The appeal of stepped-wedge, cluster randomised, controlled trials to health providers is that a potentially beneficial intervention will become available to everybody taking part. In the trial by Browne and colleagues,3 the enhanced cleaning and disinfection was additional to usual practice, directed at an in-house dedicated cleaning team, and did not involve the purchase and introduction of costly new technology. Cleaning staff received a 1-h training session, which was conveniently delivered in-house, and completed 3 h of extra work each weekday. Process evaluation (ie, interviews) was used to establish their preferred method of receiving performance feedback.

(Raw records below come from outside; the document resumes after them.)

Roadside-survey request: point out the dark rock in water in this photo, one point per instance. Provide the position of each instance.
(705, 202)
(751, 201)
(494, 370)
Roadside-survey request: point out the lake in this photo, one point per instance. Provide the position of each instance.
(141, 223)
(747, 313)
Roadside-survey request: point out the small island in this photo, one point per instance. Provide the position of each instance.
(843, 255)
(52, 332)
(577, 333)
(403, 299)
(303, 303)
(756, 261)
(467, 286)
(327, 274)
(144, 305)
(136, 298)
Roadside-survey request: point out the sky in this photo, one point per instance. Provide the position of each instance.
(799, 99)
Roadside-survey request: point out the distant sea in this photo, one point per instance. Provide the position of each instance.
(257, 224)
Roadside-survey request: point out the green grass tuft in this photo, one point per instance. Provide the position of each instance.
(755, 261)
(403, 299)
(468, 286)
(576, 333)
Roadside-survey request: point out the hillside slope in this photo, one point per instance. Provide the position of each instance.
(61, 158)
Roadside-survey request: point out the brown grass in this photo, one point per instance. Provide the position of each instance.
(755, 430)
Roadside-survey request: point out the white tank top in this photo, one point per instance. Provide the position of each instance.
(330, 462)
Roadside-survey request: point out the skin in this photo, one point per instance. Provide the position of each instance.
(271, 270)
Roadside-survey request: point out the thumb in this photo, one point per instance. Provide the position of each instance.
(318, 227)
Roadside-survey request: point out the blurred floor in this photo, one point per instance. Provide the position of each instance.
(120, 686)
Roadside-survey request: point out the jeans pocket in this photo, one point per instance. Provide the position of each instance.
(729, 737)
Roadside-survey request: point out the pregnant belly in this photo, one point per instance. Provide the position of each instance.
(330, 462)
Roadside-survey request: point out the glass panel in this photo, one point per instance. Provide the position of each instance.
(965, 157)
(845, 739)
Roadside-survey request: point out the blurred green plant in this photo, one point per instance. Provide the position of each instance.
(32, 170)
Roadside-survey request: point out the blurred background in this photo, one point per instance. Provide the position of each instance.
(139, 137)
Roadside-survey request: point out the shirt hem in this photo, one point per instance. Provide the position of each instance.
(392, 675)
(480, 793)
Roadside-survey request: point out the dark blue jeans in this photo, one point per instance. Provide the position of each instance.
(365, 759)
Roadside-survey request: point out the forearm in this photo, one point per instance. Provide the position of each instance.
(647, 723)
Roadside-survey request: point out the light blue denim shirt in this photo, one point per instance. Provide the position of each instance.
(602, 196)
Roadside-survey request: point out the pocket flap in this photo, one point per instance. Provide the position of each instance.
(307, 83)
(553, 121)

IPC interventions are most persuasive when their success is shown through decreased HAI rates. All too often, authors report only proxy measures of infection; for example, the effectiveness of hand hygiene campaigns frequently rests on compliance to a hand hygiene intervention, with no attempt to report HAIs.9 Browne and colleagues3 evaluated the effect of their intervention through fortnightly point prevalence surveys of HAIs. Thoroughness of enhanced cleaning was a secondary outcome measure. The economic effect of the trial is an important, substantial element of the work. The authors have sensibly decided to publish a cost-effectiveness evaluation separately.

Browne and colleagues3 conducted their trial in a single hospital. This design is a potential weakness because it is unclear whether the hospital is representative of other hospitals, so external validity is unknown. However, as the authors point out, the issues related to cleaning and disinfecting shared medical equipment have been reported in many different countries and the equipment decontaminated was typical of equipment used in all clinical settings (eg, blood pressure monitors, wheelchairs, and metal trollies).

In summary, this trial was well planned and well executed. The findings will be of major interest to health providers, IPC experts, and policy makers internationally. The effect of reading it is like coming to the end of a good novel: the reader is left wondering what will happen next. Will this successful intervention be sustained in the participating hospital? How soon will the important economic findings become available? How will the IPC community respond to the findings of this important and well conducted trial? Reports of replication in other health provider organisations are awaited with interest.